Yardımın en önemli tarafı olan hedef kitleye gelince… Acıyı iliklerine değin hisseden bu mazlum ve mağdur insanların görülmesi, duyulması, anlaşılması ve onlara hassasiyetle dokunulması gerektiği herkes tarafından bilinmelidir. Aksi halde onları inciterek yapılan amelin heba olmasına vesile olabiliriz.

Fiilî olarak yapılan yardım kadar dil ve dua ile yapılan yardımın da değeri hatta yapılan yardım sırasında sergilenen jest ve mimiklerin dahi önemli olduğu aşikârdır. İlgisiz, önemsiz ve itinasız bir yardımın kişileri yaralayacağı ve pek işe yaramayacağı da bilinmelidir.

Yardım götüren aracı kişi veya kuruluşların yardım ulaştırmak ile kendilerini göstermek arasında sıkışmamaları da kayda değer bir konudur. Teşvik etmek, bilgilendirmek ile fotoğraflarla görünür olmak telaşını birbirine karıştırmamak gerekir.

Hâsılı, burada yük ve sorumluluk daha çok yardım ulaştıran aracı kişi veya kuruluşlara düşüyor. Amelin heba olmaması ve yerine ulaşması onların sorumluluğu altındadır. Güvenilir, hesap veren ve emaneti sahibine ulaştıran; kısacası sorumluluk bilinciyle hareket eden aracı kişi veya kuruluşlar hem Allah hem de insanlar nezdinde muteber olmaya devam edeceklerdir.

6 Şubat'ta gerçekleşen depremler tarihte eşine az rastlanır yıkımlara sebep oldu maalesef. Türkiye'de 11 ili ve İdlib bölgesini kapsaması afetin çok geniş bir coğrafyaya yayıldığını gösteriyor. Yıkımla baş başa kalan ve zorda kalmış mazlumlara yardımı; insani-ahlaki bir görev olarak kabul etmekle birlikte İslami kimliğimizin bize yüklediği bir sorumluluk olarak görmekteyiz.

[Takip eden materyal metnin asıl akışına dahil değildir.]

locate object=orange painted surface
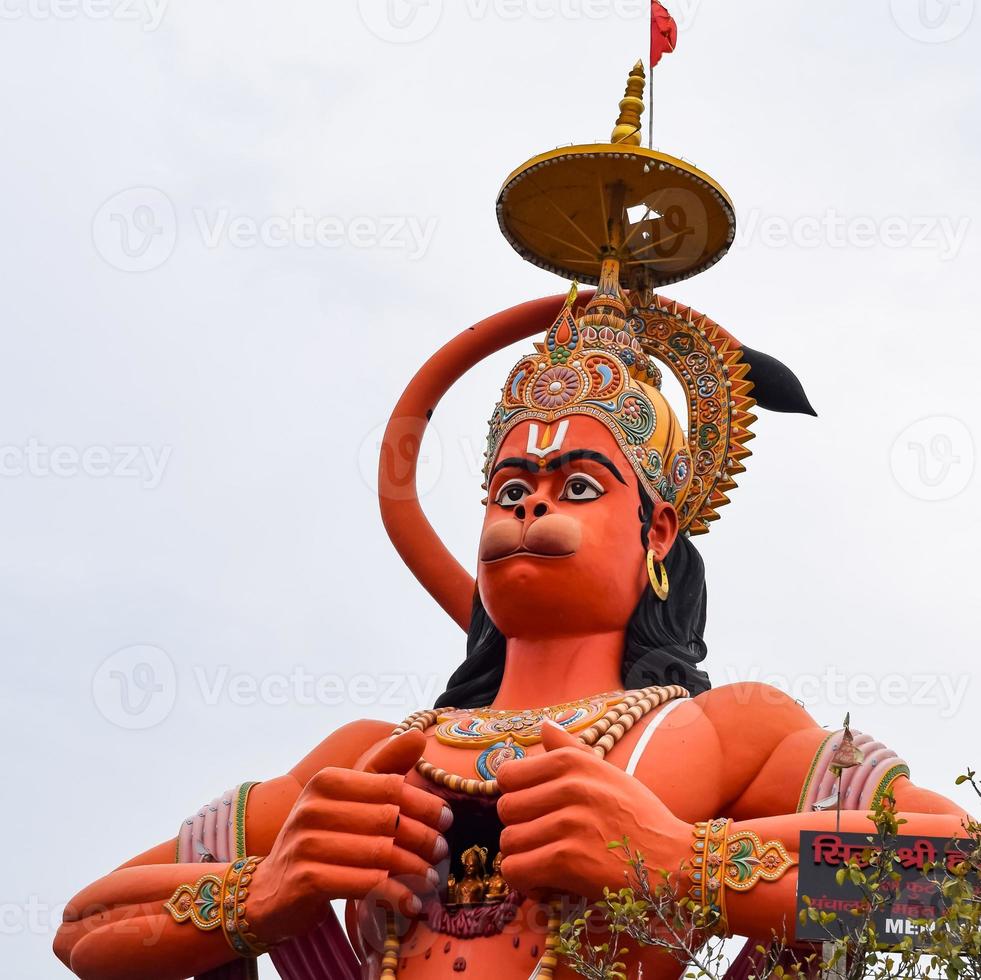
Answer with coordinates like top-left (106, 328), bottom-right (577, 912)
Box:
top-left (55, 297), bottom-right (967, 979)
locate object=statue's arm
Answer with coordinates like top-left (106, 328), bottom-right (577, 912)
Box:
top-left (497, 685), bottom-right (969, 932)
top-left (697, 682), bottom-right (966, 821)
top-left (695, 682), bottom-right (969, 938)
top-left (719, 806), bottom-right (967, 940)
top-left (53, 719), bottom-right (443, 980)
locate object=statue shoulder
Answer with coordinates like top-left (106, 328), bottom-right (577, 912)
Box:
top-left (289, 717), bottom-right (395, 786)
top-left (690, 682), bottom-right (827, 812)
top-left (693, 680), bottom-right (813, 722)
top-left (693, 681), bottom-right (819, 748)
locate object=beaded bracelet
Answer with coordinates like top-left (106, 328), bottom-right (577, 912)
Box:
top-left (165, 856), bottom-right (269, 958)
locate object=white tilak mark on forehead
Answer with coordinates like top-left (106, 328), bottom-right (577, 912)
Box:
top-left (525, 420), bottom-right (569, 459)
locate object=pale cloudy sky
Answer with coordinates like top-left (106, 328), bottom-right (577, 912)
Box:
top-left (1, 0), bottom-right (979, 976)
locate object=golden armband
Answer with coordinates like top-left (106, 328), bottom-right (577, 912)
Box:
top-left (690, 819), bottom-right (796, 926)
top-left (164, 856), bottom-right (269, 958)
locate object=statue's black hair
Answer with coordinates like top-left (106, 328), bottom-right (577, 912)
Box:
top-left (434, 485), bottom-right (711, 708)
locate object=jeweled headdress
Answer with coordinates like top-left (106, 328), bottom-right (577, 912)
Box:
top-left (377, 63), bottom-right (814, 627)
top-left (485, 63), bottom-right (813, 535)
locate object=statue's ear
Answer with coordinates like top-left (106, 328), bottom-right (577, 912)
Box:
top-left (740, 345), bottom-right (817, 416)
top-left (645, 502), bottom-right (679, 562)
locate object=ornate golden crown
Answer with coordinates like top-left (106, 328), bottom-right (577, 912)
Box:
top-left (485, 278), bottom-right (756, 533)
top-left (485, 63), bottom-right (759, 534)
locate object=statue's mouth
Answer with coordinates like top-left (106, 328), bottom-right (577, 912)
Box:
top-left (480, 547), bottom-right (575, 564)
top-left (478, 513), bottom-right (582, 563)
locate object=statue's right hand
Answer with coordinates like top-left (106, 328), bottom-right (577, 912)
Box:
top-left (248, 729), bottom-right (451, 946)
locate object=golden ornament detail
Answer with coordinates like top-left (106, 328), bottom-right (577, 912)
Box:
top-left (164, 856), bottom-right (269, 959)
top-left (433, 692), bottom-right (624, 749)
top-left (689, 819), bottom-right (796, 931)
top-left (647, 550), bottom-right (670, 601)
top-left (493, 61), bottom-right (756, 536)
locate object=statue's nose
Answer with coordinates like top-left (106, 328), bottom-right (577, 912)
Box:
top-left (514, 498), bottom-right (550, 521)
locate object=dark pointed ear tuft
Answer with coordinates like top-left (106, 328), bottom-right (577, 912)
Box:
top-left (739, 345), bottom-right (817, 417)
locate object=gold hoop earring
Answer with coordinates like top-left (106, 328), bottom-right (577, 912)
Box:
top-left (647, 550), bottom-right (670, 601)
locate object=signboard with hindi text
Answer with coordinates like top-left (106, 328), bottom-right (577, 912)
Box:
top-left (795, 831), bottom-right (968, 946)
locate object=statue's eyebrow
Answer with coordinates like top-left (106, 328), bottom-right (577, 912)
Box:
top-left (490, 457), bottom-right (539, 477)
top-left (491, 450), bottom-right (627, 484)
top-left (545, 450), bottom-right (627, 484)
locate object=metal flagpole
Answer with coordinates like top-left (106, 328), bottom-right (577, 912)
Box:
top-left (648, 74), bottom-right (653, 148)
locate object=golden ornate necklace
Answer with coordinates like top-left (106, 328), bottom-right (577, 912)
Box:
top-left (433, 693), bottom-right (623, 747)
top-left (393, 685), bottom-right (685, 797)
top-left (381, 684), bottom-right (688, 979)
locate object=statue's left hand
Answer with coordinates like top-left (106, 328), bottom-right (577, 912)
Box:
top-left (496, 721), bottom-right (690, 901)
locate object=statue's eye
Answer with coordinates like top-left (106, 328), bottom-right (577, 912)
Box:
top-left (560, 474), bottom-right (604, 502)
top-left (495, 479), bottom-right (533, 507)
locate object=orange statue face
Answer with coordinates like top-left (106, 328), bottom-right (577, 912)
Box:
top-left (477, 416), bottom-right (679, 639)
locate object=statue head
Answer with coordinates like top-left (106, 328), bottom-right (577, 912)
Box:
top-left (477, 415), bottom-right (679, 637)
top-left (476, 280), bottom-right (692, 638)
top-left (461, 845), bottom-right (488, 876)
top-left (437, 281), bottom-right (723, 708)
top-left (379, 65), bottom-right (814, 712)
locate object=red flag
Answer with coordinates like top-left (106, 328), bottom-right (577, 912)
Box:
top-left (650, 1), bottom-right (678, 68)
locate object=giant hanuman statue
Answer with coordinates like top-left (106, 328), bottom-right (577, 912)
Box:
top-left (55, 52), bottom-right (966, 980)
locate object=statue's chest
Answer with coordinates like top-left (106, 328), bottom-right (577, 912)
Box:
top-left (366, 694), bottom-right (713, 980)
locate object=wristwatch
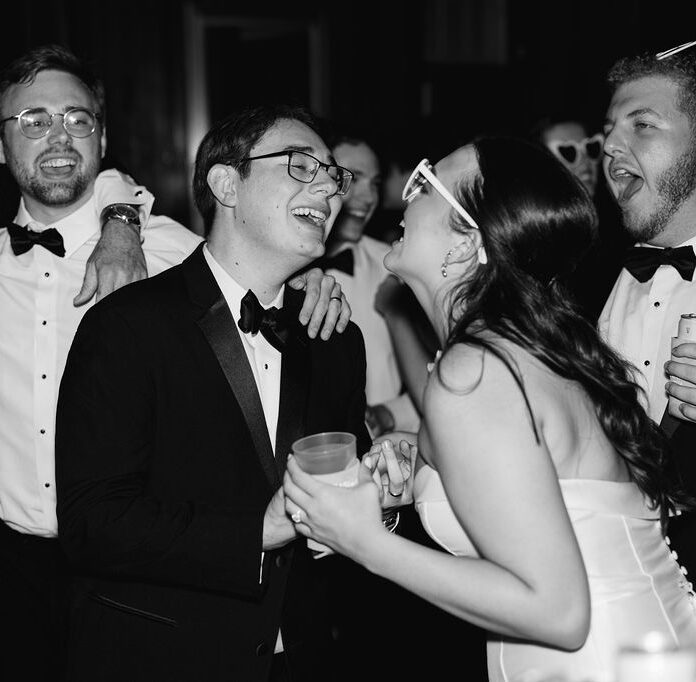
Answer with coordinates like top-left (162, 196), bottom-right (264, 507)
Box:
top-left (100, 203), bottom-right (141, 230)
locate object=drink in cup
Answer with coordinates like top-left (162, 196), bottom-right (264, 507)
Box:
top-left (291, 431), bottom-right (359, 557)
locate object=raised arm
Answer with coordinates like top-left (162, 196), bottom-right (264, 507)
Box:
top-left (73, 169), bottom-right (151, 306)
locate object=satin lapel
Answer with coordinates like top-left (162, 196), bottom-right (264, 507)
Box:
top-left (275, 289), bottom-right (310, 477)
top-left (185, 247), bottom-right (278, 488)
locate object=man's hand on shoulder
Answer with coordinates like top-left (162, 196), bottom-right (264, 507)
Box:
top-left (287, 267), bottom-right (351, 340)
top-left (73, 215), bottom-right (147, 306)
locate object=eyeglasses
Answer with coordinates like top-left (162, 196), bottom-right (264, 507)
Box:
top-left (243, 150), bottom-right (353, 196)
top-left (402, 158), bottom-right (480, 230)
top-left (547, 134), bottom-right (603, 166)
top-left (0, 107), bottom-right (101, 139)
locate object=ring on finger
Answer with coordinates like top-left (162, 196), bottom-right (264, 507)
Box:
top-left (330, 296), bottom-right (342, 302)
top-left (291, 509), bottom-right (303, 523)
top-left (388, 489), bottom-right (403, 497)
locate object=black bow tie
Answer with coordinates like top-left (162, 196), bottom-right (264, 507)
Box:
top-left (238, 290), bottom-right (290, 353)
top-left (7, 222), bottom-right (65, 258)
top-left (317, 248), bottom-right (354, 275)
top-left (623, 245), bottom-right (696, 283)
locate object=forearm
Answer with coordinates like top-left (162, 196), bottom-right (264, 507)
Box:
top-left (358, 531), bottom-right (588, 649)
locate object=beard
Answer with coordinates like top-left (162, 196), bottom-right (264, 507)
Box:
top-left (622, 144), bottom-right (696, 243)
top-left (5, 146), bottom-right (100, 208)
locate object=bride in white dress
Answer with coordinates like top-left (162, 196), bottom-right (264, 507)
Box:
top-left (283, 136), bottom-right (696, 682)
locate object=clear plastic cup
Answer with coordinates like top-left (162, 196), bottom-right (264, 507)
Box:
top-left (291, 432), bottom-right (359, 558)
top-left (291, 431), bottom-right (357, 475)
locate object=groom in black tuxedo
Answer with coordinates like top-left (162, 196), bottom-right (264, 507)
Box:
top-left (55, 104), bottom-right (371, 682)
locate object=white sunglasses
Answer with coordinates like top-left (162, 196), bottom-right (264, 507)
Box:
top-left (402, 158), bottom-right (480, 230)
top-left (402, 158), bottom-right (487, 265)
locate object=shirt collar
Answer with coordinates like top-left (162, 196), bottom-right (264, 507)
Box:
top-left (15, 194), bottom-right (100, 258)
top-left (202, 244), bottom-right (284, 326)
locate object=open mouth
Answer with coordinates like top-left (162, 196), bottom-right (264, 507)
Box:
top-left (38, 156), bottom-right (78, 177)
top-left (609, 164), bottom-right (644, 204)
top-left (291, 206), bottom-right (328, 228)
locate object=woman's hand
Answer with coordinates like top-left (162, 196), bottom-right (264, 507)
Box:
top-left (283, 455), bottom-right (385, 560)
top-left (364, 435), bottom-right (417, 507)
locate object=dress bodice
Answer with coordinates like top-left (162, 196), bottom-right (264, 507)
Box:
top-left (414, 464), bottom-right (696, 682)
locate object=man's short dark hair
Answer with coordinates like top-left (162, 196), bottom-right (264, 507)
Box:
top-left (607, 49), bottom-right (696, 134)
top-left (0, 44), bottom-right (106, 126)
top-left (193, 103), bottom-right (322, 233)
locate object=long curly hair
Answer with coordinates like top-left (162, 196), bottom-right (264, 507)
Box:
top-left (439, 136), bottom-right (691, 527)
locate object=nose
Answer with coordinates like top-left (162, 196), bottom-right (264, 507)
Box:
top-left (311, 166), bottom-right (339, 197)
top-left (603, 125), bottom-right (623, 158)
top-left (46, 115), bottom-right (71, 144)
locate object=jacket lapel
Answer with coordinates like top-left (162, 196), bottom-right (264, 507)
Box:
top-left (183, 245), bottom-right (278, 488)
top-left (274, 288), bottom-right (310, 477)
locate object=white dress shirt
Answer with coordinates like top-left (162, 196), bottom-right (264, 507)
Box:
top-left (327, 235), bottom-right (419, 431)
top-left (599, 235), bottom-right (696, 423)
top-left (202, 245), bottom-right (282, 450)
top-left (203, 245), bottom-right (285, 652)
top-left (0, 171), bottom-right (202, 537)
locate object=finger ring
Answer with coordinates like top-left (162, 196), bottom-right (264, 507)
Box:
top-left (291, 510), bottom-right (303, 523)
top-left (388, 490), bottom-right (403, 497)
top-left (330, 296), bottom-right (342, 302)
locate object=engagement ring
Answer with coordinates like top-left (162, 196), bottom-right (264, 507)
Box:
top-left (291, 510), bottom-right (303, 523)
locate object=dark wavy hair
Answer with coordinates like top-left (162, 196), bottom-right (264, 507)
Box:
top-left (607, 49), bottom-right (696, 136)
top-left (440, 135), bottom-right (690, 527)
top-left (193, 103), bottom-right (321, 235)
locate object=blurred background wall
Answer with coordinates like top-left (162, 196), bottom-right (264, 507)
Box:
top-left (0, 0), bottom-right (690, 233)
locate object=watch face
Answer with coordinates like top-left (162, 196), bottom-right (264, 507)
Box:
top-left (105, 204), bottom-right (140, 224)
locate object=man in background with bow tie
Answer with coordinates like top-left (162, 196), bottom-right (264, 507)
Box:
top-left (55, 104), bottom-right (372, 682)
top-left (318, 130), bottom-right (419, 437)
top-left (0, 46), bottom-right (349, 682)
top-left (599, 45), bottom-right (696, 574)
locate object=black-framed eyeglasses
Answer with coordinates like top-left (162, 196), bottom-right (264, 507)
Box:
top-left (243, 150), bottom-right (354, 196)
top-left (0, 107), bottom-right (102, 139)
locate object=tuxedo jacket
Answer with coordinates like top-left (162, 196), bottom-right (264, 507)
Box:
top-left (55, 244), bottom-right (371, 682)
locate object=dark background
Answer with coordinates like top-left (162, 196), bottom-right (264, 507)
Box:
top-left (0, 0), bottom-right (691, 233)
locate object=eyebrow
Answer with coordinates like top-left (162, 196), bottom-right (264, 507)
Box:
top-left (280, 144), bottom-right (337, 165)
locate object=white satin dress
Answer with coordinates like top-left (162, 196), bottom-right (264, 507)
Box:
top-left (414, 465), bottom-right (696, 682)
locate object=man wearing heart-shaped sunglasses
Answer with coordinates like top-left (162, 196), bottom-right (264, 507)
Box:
top-left (539, 119), bottom-right (603, 197)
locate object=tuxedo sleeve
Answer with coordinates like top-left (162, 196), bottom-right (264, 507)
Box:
top-left (55, 303), bottom-right (266, 598)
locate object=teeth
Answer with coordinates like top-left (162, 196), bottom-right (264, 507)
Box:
top-left (291, 207), bottom-right (327, 224)
top-left (41, 158), bottom-right (75, 168)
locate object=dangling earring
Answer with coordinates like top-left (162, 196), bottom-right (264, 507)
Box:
top-left (441, 248), bottom-right (454, 278)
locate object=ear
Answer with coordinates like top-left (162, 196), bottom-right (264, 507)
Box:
top-left (207, 164), bottom-right (239, 208)
top-left (447, 230), bottom-right (488, 267)
top-left (100, 124), bottom-right (107, 160)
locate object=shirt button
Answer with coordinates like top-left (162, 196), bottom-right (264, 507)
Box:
top-left (44, 482), bottom-right (50, 488)
top-left (275, 555), bottom-right (285, 568)
top-left (42, 320), bottom-right (47, 326)
top-left (644, 360), bottom-right (650, 366)
top-left (44, 272), bottom-right (50, 277)
top-left (255, 642), bottom-right (269, 657)
top-left (40, 429), bottom-right (46, 434)
top-left (654, 301), bottom-right (661, 307)
top-left (41, 374), bottom-right (47, 379)
top-left (264, 363), bottom-right (269, 370)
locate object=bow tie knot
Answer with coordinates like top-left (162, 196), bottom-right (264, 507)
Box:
top-left (238, 290), bottom-right (290, 352)
top-left (7, 222), bottom-right (65, 257)
top-left (623, 245), bottom-right (696, 283)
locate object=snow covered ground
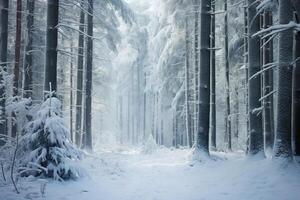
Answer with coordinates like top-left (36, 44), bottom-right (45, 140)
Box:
top-left (1, 145), bottom-right (300, 200)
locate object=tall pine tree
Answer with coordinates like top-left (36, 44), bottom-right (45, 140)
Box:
top-left (84, 0), bottom-right (93, 150)
top-left (247, 0), bottom-right (263, 155)
top-left (0, 0), bottom-right (9, 143)
top-left (196, 0), bottom-right (211, 155)
top-left (274, 0), bottom-right (294, 158)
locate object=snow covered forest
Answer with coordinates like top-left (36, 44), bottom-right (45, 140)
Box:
top-left (1, 0), bottom-right (300, 199)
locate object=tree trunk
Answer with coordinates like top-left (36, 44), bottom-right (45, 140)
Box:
top-left (172, 111), bottom-right (175, 147)
top-left (224, 0), bottom-right (232, 151)
top-left (193, 0), bottom-right (200, 139)
top-left (174, 109), bottom-right (179, 148)
top-left (196, 0), bottom-right (211, 154)
top-left (185, 17), bottom-right (192, 148)
top-left (262, 11), bottom-right (274, 154)
top-left (292, 0), bottom-right (300, 157)
top-left (11, 0), bottom-right (22, 138)
top-left (23, 0), bottom-right (35, 99)
top-left (247, 0), bottom-right (263, 155)
top-left (273, 0), bottom-right (294, 158)
top-left (127, 92), bottom-right (130, 143)
top-left (75, 5), bottom-right (85, 147)
top-left (44, 0), bottom-right (59, 95)
top-left (131, 66), bottom-right (135, 144)
top-left (143, 73), bottom-right (147, 141)
top-left (155, 93), bottom-right (159, 144)
top-left (81, 91), bottom-right (86, 149)
top-left (14, 0), bottom-right (22, 97)
top-left (160, 112), bottom-right (164, 145)
top-left (0, 0), bottom-right (9, 144)
top-left (84, 0), bottom-right (93, 150)
top-left (70, 43), bottom-right (74, 142)
top-left (293, 29), bottom-right (300, 156)
top-left (137, 62), bottom-right (141, 144)
top-left (234, 83), bottom-right (239, 140)
top-left (210, 1), bottom-right (216, 150)
top-left (244, 5), bottom-right (250, 154)
top-left (119, 96), bottom-right (123, 144)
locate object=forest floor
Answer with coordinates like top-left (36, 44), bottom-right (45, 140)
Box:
top-left (1, 144), bottom-right (300, 200)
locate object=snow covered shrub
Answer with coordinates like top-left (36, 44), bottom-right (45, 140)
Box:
top-left (19, 97), bottom-right (82, 181)
top-left (6, 96), bottom-right (32, 129)
top-left (142, 134), bottom-right (158, 154)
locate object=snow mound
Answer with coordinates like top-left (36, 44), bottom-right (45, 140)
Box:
top-left (188, 147), bottom-right (211, 165)
top-left (142, 134), bottom-right (157, 154)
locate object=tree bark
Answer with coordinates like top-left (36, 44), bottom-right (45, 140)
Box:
top-left (244, 5), bottom-right (250, 154)
top-left (11, 0), bottom-right (22, 138)
top-left (131, 65), bottom-right (135, 144)
top-left (0, 0), bottom-right (9, 144)
top-left (234, 83), bottom-right (239, 140)
top-left (196, 0), bottom-right (211, 154)
top-left (224, 0), bottom-right (232, 151)
top-left (119, 96), bottom-right (123, 144)
top-left (293, 30), bottom-right (300, 156)
top-left (127, 91), bottom-right (130, 143)
top-left (262, 11), bottom-right (274, 154)
top-left (44, 0), bottom-right (59, 95)
top-left (70, 43), bottom-right (74, 142)
top-left (210, 1), bottom-right (216, 150)
top-left (185, 17), bottom-right (192, 148)
top-left (193, 0), bottom-right (200, 139)
top-left (247, 0), bottom-right (263, 155)
top-left (137, 61), bottom-right (141, 144)
top-left (14, 0), bottom-right (22, 97)
top-left (23, 0), bottom-right (35, 99)
top-left (75, 4), bottom-right (85, 147)
top-left (84, 0), bottom-right (93, 150)
top-left (273, 0), bottom-right (294, 158)
top-left (143, 73), bottom-right (147, 141)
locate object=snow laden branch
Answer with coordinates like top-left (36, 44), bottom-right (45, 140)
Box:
top-left (253, 21), bottom-right (300, 39)
top-left (256, 0), bottom-right (277, 14)
top-left (249, 59), bottom-right (299, 81)
top-left (259, 90), bottom-right (277, 102)
top-left (249, 0), bottom-right (277, 28)
top-left (249, 62), bottom-right (278, 80)
top-left (249, 21), bottom-right (300, 80)
top-left (247, 21), bottom-right (300, 80)
top-left (57, 23), bottom-right (104, 40)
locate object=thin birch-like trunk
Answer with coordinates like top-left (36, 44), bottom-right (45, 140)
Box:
top-left (75, 3), bottom-right (85, 147)
top-left (185, 17), bottom-right (192, 148)
top-left (224, 0), bottom-right (232, 151)
top-left (210, 1), bottom-right (216, 150)
top-left (23, 0), bottom-right (35, 99)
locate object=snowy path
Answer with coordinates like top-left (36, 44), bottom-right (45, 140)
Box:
top-left (2, 147), bottom-right (300, 200)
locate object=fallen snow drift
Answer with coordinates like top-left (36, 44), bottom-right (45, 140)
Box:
top-left (1, 147), bottom-right (300, 200)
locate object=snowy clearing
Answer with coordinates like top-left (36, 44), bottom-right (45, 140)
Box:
top-left (1, 146), bottom-right (300, 200)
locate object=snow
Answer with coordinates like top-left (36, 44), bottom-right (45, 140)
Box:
top-left (141, 135), bottom-right (158, 154)
top-left (1, 145), bottom-right (300, 200)
top-left (1, 0), bottom-right (300, 199)
top-left (19, 98), bottom-right (82, 180)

Tüm bu sebeplerden ötürü Batman ÖZGÜRDER olarak birebir şahit olduğumuz bu büyük afetin ilk gününden itibaren bölgede olmaya çalıştık. Yıkımın büyüklüğünün farkına vardığımız her bir dakika daha hızlı hareket etmemiz gerektiğine işaret ediyordu. Bu nedenle ilk olarak en yakınımız olan Diyarbakır'a temin edebildiğimiz kadar battaniye, su ve ekmeği götürmekle çalışmalara başlamış olduk.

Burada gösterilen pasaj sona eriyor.